The survey by Microsoft Corporation is supporting one theory about this disconnect. Among 20,000 European workers, Microsoft, one of the most profitable companies in the world by marketing office productivity software, supports the claim that digital technology, in some circumstances, makes business less productive.
Microsoft joins a developing number of prominent Silicon Valley companies and entrepreneurs which offsetting to question the social advantages of the technology they once championed. Facebook Inc. made aware in December that its social network may cause a psychological loss in some cases.

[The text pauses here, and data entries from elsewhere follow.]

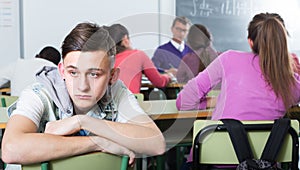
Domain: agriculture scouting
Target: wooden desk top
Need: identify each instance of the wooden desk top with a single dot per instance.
(2, 125)
(170, 85)
(182, 115)
(4, 90)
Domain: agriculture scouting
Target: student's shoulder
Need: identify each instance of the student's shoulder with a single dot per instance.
(165, 45)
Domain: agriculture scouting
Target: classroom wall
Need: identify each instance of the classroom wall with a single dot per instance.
(46, 22)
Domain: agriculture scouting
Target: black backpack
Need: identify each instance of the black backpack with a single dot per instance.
(243, 150)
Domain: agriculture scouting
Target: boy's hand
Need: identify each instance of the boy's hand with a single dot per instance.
(65, 126)
(108, 146)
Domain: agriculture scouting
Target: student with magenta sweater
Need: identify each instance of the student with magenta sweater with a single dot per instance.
(133, 63)
(257, 85)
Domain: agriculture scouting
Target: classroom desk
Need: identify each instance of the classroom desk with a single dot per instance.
(169, 92)
(5, 90)
(196, 114)
(2, 125)
(177, 129)
(170, 85)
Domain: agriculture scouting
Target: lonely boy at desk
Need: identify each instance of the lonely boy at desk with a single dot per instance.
(82, 95)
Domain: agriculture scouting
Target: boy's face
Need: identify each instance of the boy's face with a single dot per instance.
(180, 31)
(86, 75)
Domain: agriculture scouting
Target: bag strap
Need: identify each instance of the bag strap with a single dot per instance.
(239, 139)
(276, 138)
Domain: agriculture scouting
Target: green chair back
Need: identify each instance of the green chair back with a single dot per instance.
(216, 146)
(91, 161)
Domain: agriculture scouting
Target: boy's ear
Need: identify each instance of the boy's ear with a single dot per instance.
(61, 70)
(114, 75)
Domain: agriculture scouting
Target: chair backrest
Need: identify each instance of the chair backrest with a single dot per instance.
(159, 106)
(7, 104)
(91, 161)
(139, 97)
(215, 147)
(8, 100)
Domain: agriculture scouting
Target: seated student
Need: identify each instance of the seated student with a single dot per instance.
(258, 85)
(200, 41)
(22, 73)
(75, 98)
(133, 63)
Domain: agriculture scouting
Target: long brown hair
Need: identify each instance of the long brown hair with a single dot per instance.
(269, 38)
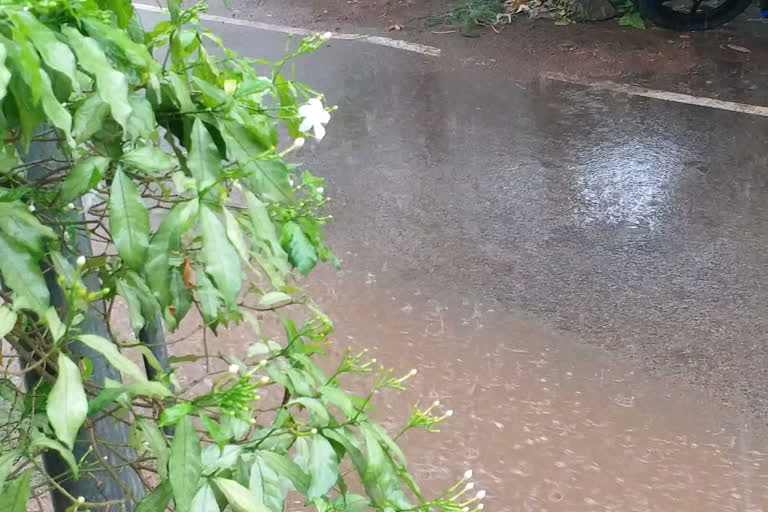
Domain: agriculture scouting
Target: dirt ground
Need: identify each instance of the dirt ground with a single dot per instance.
(700, 63)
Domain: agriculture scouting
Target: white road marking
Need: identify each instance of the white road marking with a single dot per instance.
(378, 40)
(676, 97)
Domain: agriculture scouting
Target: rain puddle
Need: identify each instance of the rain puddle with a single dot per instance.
(545, 423)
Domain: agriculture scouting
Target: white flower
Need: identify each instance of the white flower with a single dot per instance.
(314, 116)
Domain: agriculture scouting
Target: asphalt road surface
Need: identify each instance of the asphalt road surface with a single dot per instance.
(579, 274)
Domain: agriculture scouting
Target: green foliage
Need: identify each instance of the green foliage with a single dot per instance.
(173, 169)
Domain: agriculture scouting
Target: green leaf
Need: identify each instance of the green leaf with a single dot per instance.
(142, 122)
(128, 221)
(274, 300)
(6, 464)
(157, 500)
(235, 235)
(185, 464)
(207, 297)
(5, 74)
(323, 466)
(150, 159)
(380, 478)
(109, 350)
(221, 260)
(632, 19)
(174, 414)
(7, 320)
(238, 497)
(20, 225)
(15, 497)
(57, 114)
(205, 500)
(204, 161)
(22, 274)
(67, 404)
(90, 117)
(301, 253)
(105, 397)
(284, 466)
(267, 486)
(111, 84)
(55, 54)
(85, 175)
(40, 441)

Microsoft finds a number of reasons for this negative effect, includes employees who are too distracted by a constant flow of e-mails, slack messages, receiving Trello notifications, texts and Tweets, not to mention viral cat videos — to focus for continuous periods; untrained employees aren’t using the new technology efficiently; technology that is not adequately supported by the business, causing workers to waste time due to “the computers are down”, and employees who suffer exhaustion because, with mobile devices and working at home, they feel tethered to the job.
Certainly, Microsoft isn’t stating that digital technology weakens productivity in every case. Alternatively, it says digital technology’s impact is significantly based on the business culture.
Hence, those with strong digital culture viewed productivity gains from technology whereas those with weak digital culture didn’t.
Microsoft described companies with strong digital cultures as those where workers are well-trained in the new technology, approach to information, managers who promoted the use of new technology and where executives conveyed to workers a clear sense of how the digital technology fits into the company’s strategic vision.